Ben Woodliffe, Taproom Supervisor and Sustainability Lead at DEYA, said that peatland restoration appealed to DEYA. “I really liked the fact that peatland restoration delivers more than one benefit that is relevant to our business. As a brewery, clean water is one of our major inputs, and peatlands have great water filtration properties [and] on the project itself, the idea of purchasing from a single project that we could fully support was appealing,” says Woodliffe.

The Roberts family approved of DEYA’s long-term approach to sustainability and also its existing efforts to limit the carbon and environmental impacts of its business model. “It was important for us to sell carbon credits to a company that is trying to do things sustainably anyway, instead of the offsets being a standalone activity,” says Lisa Roberts.

 

How did they set the price of the carbon units?

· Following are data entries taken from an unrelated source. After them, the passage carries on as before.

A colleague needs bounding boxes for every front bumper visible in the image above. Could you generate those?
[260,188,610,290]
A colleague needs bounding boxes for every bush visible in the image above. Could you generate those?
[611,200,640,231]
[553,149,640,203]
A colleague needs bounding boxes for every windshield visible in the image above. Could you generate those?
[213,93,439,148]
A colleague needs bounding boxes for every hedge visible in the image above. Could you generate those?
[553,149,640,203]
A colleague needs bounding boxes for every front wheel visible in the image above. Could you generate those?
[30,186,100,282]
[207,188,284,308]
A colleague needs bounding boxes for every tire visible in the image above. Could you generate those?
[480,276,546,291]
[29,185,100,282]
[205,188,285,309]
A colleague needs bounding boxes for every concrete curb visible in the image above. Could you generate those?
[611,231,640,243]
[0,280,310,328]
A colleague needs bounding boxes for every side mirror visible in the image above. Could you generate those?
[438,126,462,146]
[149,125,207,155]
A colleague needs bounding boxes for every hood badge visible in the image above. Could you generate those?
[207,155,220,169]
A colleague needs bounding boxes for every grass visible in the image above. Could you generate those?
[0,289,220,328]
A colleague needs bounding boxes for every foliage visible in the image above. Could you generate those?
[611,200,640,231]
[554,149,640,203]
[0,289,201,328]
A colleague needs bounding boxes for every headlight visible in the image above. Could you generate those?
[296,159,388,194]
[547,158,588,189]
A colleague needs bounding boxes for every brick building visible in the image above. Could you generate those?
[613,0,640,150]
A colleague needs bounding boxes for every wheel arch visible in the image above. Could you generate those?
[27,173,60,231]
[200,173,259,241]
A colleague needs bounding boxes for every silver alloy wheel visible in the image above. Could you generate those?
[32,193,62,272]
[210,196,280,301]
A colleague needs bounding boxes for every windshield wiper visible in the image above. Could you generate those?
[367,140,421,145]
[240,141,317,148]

Roberts stresses the importance for farmers to be clear on their minimum price across the lifetime of the project, and to have a rationale for how much to sell and by when: “We were early movers in this space and we didn’t have too many units to offer, so we were keen to sell as many as we could to mitigate the price risk,” she says.

The minimum price needed for the Bwlch Y Groes project was clarified by the financial additionality calculator that the Peatland Code requires as part of the project’s design. To meet the Peatland Code’s financial additionality test, the carbon financing element must be a minimum of 15% of the project’s funding stack.

The Roberts family, SNPA and Forest Carbon mapped the lifetime costs of the project against its public funding source – the Welsh Peatlands Sustainable Management Scheme. This identified the funding shortfall of the project to be met by carbon financing. Knowing the shortfall, the 15% financial additionality requirement, and the number of units it had to sell, the team established a minimum unit price that it needed. The Roberts family then set a unit price in discussions with DEYA, which was comfortable with the offered price.

 

What is next for the Roberts family?

Pennant Farm has more degraded peatland that is eligible through the Peatland Code, which Roberts says they may use again. “We’ve learned a lot since selling. The government and the market will focus more on farmers’ ability to decarbonise and manage land sustainably. We would be happy to use the Peatland Code process to prove that our restoration plans are credible but may need to retain units for our own offsetting. If we decide to sell units, we would like to keep our units within Wales and ideally within the agriculture industry,” comments Roberts.